MATTHEW POOLE (1624-1679): Thou shalt enjoy the good of the land of Canaan, which God had promised as a heritage of Jacob and his seed, Genesis 35:12, and feed on the fruits of it. Why doth He say of the “heritage of Jacob” and not of Abraham or Isaac? Because the whole posterity of Jacob was within the covenant, but Ishmael and Esau, one the seed of Isaac, the other the seed of Abraham, were both excluded.

THOMAS COKE (1747-1814): The benefit of such an improvement of the Lord’s day will be great; for, “then shalt thou delight thyself in the Lord;” abundant consolation will be the blessed fruit; and clearer discoveries of the riches of the grace and love of Christ be made to the soul; so that by experience we shall say, “One day in thy courts is better than a thousand,” Psalm 84:10.

CHARLES SIMEON: And where the Sabbath is thus habitually honoured, we will venture to say, that such happiness will at times flow into the soul, as David experienced, when he said, “My soul shall be satisfied as with marrow and fatness, whilst my mouth praiseth thee with joyful lips,” Psalm 63:5; yes, “they shall be satisfied with the fatness of God’s house; and he will make them drink of the river of his pleasures,” Psalm 36:8.

JOHN GILL (1697-1771):  And I will cause thee to ride upon the high places of the earth; to live above the world, and to have their conversation in heaven; to be in the utmost safety, and enjoy the greatest plenty, especially of spiritual things.

MATTHEW HENRY: Those that honour God and His sabbath He will thus honour. If God by His grace enable us to live above the world, and so to manage it as not only not to be hindered by it, but to be furthered and carried on by it in our journey towards heaven, then He makes us “to ride on the high places of the earth.

THOMAS COKE: Their prayers shall be heard and answered.

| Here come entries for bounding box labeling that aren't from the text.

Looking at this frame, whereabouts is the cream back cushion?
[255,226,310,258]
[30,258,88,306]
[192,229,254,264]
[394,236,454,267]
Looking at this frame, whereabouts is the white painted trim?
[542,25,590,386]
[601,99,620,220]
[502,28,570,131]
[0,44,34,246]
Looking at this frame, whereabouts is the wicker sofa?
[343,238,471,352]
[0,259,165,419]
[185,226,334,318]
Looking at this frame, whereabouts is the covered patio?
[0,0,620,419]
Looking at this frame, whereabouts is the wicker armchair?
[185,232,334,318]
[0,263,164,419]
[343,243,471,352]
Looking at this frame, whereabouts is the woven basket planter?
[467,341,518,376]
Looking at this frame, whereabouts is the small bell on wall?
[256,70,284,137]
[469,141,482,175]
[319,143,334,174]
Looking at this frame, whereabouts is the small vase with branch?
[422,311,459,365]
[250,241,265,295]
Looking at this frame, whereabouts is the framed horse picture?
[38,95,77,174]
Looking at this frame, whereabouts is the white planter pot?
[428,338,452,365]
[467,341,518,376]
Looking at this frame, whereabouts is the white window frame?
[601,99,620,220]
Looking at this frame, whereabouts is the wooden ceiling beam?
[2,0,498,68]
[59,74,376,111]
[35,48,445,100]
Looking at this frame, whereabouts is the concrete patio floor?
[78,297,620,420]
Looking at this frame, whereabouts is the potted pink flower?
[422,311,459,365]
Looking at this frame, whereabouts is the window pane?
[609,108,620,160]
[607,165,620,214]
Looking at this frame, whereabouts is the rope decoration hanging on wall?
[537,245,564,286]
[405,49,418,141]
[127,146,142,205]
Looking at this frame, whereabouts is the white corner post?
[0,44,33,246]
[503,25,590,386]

Thou shalt call and the Lord shall answer; thou shalt cry, and he shall say, Here I am, a very present help in trouble; while they are speaking, He will hear; He will be near them, when affrighted they cry to Him.

CHARLES SIMEON: Victory over our spiritual enemies—this seems to be the import of that expression, “I will cause thee to ride upon the high places of the earth:” compare Deuteronomy 32:13 & Deuteronomy 33:29; and it shall be fulfilled to all who conscientiously improve their Sabbaths to the glory of their God.

THOMAS COKE: They shall be honoured as the instruments of building up the church of God.

MATTHEW HENRY:The mouth of the Lord has spoken it; you may take God’s Word for it, for He cannot lie nor deceive; what His mouth has spoken His hand will give, His hand will do, and not one iota or tittle of His good promise shall fall to the ground.”

HUDSON TAYLOR (1832-1905): He means just what He says and will do all that He has promised.

CHARLES SIMEON: What blessings may not you yourselves expect at His hands?

ROBERT HAWKER (1753-1827): The Lord will guide continually, it is said. He will satisfy thy soul in drought. He will make fat thy bones.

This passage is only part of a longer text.